AutoDock Vina 43 was used to perform protein‐ligand docking on the predicted GPCR structures. Protein structures were prepared using the “prepare_receptor” tool of the ADFR suite. 44 Ligand structures were extracted from the experimental structures and prepared for docking. They were first converted to the Tripos Mol2 File format by adding hydrogens at pH = 7 and converted to the PDBQT file for AutoDock Vina. All torsion angles were set to be rotatable except for torsion angles around amide and guanidinium bonds, which are the default option for the “prepare_ligand” tool of ADFR suite. In addition to the ligand flexibility, two protein sidechains were set to be flexible to consider conformational changes upon ligand binding. These sidechains were selected among the binding pocket sidechains that were in close contact with the ligand (heavy‐atom distance < 3 Å). If there were more than two sidechains met the criteria, the two closest ones were selected. Atomic charges of ligand atoms were assigned using the Gasteiger charge model. 45 Protein‐ligand docking was carried out at the binding pocket for a ligand. For an experimental protein structure, the center of the cubic search space of docking was located at the geometrical center of the ligand from its bound structure, and the width of the search space was 20 Å for each axis. For predicted GPCR structures, the same search space was used after superimposition to the experimental structure. Protein‐ligand docking was performed using AutoDock Vina with an exhaustiveness of 32 and repeated five times for a protein structure and a ligand pair.

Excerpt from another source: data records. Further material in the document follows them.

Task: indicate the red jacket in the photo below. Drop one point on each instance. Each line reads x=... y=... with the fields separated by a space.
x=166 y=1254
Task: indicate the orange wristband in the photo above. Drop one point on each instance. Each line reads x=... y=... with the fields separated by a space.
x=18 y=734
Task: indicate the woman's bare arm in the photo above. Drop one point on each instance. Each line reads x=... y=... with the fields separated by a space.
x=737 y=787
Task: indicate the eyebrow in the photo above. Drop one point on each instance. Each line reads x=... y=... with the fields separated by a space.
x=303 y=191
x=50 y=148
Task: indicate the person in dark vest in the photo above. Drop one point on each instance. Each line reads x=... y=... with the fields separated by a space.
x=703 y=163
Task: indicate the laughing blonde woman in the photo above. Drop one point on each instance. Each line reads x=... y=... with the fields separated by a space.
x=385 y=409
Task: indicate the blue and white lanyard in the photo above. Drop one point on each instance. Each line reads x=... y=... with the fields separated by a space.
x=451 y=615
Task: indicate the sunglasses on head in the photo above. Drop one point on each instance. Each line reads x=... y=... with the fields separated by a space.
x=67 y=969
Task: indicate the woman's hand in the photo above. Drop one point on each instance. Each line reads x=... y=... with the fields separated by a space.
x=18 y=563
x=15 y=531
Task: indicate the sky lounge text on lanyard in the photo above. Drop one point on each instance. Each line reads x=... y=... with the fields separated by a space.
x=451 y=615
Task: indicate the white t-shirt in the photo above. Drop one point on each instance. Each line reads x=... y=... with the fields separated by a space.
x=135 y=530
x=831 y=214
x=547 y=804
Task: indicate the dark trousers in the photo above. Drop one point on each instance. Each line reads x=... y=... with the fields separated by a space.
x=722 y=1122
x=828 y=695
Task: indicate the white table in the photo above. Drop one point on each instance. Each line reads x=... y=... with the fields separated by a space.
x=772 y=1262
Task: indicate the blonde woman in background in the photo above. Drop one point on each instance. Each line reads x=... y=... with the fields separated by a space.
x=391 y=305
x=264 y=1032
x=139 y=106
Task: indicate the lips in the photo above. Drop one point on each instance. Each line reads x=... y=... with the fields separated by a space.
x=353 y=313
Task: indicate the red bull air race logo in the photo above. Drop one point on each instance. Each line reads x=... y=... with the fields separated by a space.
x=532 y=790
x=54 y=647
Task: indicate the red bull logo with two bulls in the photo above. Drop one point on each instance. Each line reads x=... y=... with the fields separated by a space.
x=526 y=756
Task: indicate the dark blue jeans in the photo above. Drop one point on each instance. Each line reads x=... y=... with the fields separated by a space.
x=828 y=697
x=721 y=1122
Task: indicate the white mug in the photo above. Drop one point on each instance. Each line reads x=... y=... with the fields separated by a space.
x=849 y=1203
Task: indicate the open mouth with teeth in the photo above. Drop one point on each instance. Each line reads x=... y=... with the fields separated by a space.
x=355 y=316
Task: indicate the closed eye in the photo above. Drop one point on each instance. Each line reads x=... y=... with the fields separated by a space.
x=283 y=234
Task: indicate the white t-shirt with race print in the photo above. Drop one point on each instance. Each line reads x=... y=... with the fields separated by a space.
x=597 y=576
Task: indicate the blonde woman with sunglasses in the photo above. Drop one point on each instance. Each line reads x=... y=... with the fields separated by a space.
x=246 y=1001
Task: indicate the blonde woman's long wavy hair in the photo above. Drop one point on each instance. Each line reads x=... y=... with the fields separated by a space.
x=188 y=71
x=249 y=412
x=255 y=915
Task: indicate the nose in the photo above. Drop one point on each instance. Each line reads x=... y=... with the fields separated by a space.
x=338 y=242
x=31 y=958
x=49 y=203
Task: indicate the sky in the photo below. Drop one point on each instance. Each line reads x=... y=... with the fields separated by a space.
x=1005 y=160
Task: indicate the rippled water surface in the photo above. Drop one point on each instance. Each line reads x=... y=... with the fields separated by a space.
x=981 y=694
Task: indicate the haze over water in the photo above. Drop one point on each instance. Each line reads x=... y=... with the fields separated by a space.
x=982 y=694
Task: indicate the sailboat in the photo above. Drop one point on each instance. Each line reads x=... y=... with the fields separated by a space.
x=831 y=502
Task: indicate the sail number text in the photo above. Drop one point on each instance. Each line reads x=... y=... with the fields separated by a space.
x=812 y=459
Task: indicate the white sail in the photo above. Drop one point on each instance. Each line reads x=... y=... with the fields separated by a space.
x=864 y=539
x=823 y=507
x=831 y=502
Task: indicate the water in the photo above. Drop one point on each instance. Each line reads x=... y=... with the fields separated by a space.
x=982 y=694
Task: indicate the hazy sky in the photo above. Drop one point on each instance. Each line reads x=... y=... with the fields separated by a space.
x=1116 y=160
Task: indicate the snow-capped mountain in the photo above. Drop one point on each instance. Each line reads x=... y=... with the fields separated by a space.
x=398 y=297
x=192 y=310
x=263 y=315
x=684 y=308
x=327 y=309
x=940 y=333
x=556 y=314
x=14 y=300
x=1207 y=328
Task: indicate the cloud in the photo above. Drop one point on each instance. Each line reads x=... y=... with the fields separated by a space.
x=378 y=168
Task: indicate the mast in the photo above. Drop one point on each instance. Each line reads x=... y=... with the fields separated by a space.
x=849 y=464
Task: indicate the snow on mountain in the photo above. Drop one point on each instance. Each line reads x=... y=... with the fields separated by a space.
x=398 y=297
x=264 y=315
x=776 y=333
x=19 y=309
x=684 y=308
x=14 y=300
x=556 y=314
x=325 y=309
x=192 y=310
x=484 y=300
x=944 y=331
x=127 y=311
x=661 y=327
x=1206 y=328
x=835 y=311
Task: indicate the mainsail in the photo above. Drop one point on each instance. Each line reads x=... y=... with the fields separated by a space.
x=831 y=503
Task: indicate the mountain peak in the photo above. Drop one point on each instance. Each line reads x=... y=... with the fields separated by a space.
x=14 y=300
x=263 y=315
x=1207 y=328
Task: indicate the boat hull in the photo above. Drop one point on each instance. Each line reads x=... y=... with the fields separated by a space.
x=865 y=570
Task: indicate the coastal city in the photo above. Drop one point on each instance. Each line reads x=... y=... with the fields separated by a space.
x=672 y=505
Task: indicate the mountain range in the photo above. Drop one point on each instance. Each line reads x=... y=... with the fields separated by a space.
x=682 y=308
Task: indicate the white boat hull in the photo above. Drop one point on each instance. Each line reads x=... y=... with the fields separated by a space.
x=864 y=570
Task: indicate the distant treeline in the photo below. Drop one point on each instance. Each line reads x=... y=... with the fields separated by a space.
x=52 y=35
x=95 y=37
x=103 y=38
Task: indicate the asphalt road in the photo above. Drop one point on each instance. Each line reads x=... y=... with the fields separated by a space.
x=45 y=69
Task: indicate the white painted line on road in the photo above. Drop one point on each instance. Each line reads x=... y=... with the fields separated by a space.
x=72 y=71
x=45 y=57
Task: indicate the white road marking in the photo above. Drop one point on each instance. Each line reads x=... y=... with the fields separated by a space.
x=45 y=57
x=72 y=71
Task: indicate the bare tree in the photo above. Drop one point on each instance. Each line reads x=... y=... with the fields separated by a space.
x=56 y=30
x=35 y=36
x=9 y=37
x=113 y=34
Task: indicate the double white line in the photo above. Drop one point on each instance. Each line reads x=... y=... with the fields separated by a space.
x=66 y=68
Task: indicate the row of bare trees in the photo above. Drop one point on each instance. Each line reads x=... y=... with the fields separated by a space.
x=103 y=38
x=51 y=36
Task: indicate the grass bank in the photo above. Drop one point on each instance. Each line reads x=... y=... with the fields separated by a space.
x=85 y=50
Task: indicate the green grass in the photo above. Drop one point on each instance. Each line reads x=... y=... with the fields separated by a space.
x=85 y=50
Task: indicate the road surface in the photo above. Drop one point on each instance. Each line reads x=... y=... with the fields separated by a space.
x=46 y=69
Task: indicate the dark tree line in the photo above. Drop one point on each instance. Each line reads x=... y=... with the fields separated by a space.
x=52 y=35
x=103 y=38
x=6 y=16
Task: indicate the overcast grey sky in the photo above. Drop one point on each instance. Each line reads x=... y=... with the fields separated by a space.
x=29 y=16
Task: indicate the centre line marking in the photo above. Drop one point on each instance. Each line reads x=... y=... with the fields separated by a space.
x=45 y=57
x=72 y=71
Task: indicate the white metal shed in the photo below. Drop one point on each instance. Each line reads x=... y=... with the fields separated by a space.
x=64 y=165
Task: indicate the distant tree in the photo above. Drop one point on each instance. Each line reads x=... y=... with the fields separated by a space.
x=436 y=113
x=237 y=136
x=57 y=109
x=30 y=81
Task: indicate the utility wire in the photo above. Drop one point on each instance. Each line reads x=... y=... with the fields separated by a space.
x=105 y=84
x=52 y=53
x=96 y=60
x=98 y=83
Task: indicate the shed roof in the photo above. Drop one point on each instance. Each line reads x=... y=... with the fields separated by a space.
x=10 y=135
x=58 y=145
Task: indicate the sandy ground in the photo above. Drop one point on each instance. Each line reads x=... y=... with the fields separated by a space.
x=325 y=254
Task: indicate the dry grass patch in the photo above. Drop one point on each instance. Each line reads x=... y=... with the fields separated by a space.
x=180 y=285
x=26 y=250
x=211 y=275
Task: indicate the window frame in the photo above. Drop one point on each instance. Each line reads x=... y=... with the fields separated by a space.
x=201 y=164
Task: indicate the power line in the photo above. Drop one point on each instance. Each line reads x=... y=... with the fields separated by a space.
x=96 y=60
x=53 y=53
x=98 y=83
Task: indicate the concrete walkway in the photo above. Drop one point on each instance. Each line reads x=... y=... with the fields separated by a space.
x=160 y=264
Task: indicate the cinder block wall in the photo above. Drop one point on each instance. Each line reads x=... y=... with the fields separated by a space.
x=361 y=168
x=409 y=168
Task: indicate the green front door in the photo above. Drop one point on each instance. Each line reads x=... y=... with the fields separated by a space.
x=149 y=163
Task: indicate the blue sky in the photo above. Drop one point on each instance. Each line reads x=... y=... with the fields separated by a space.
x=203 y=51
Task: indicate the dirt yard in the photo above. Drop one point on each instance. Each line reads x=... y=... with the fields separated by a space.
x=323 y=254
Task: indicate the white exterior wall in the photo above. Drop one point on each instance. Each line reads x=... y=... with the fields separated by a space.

The protein‐ligand docking success ratio was related to protein model qualities for each protein structure prediction protocol and each activation state of the GPCR. We used TM‐RMSD and lDDT 46 as the overall protein model accuracy metrics for backbone atoms and additional consideration of sidechains, respectively. In addition to them, the binding site heavy atom‐RMSD was used to measure the binding site accuracy. The binding site residues were defined as residues whose atoms were within 8 Å from the ligand in the experimental structure.
4.6. GPCRDock2021 using multi‐state prediction protocol
GPCR‐ligand complex structures for GPCRDock2021 were predicted using a two‐stage modeling protocol. First, receptor structures were modeled using the multi‐state prediction protocol. The activation state of target GPCRs were determined based on the given information of G‐protein binding. Then, GPCR‐ligand complexes were modeled using AutoDock Vina for organic ligand molecules or AlphaFold‐Multimer 47 for peptide ligands. For organic ligand molecules, we mostly followed the docking protocol described above except for ligand structure preparation and positioning of the docking search space. Ligand structures were generated from SMILES strings using UCSF Chimera. 48 The center of the docking search space was manually set at the canonical class A GPCR binding pocket. For peptide ligands, we utilized a modified AlphaFold‐Multimer protocol. The modification enabled AlphaFold‐Multimer model to take any structure as a template rather than performing template search so that we could feed the predicted GPCR structures as input. We did not use our multi‐state prediction protocol for peptide docking because that approach removes MSA information while coevolutionary information from MSA was essential for predicting inter‐protein contacts.
AUTHOR CONTRIBUTIONS
Lim Heo and Michael Feig designed the research, Lim Heo performed and analyzed the work, and Lim Heo and Michael Feig jointly wrote the manuscript.
CONFLICT OF INTEREST
The authors have no conflict of interest to declare.
PEER REVIEW
The peer review history for this article is available at https://publons.com/publon/10.1002/prot.26382.
Supporting information
ACKNOWLEDGMENTS
This research was supported by National Institutes of Health Grant R35 GM126948. We appreciate Martin Steinegger for building and utilizing customized HHsearch databases and Gyu Rie Lee for helpful discussions for modeling GPCRs.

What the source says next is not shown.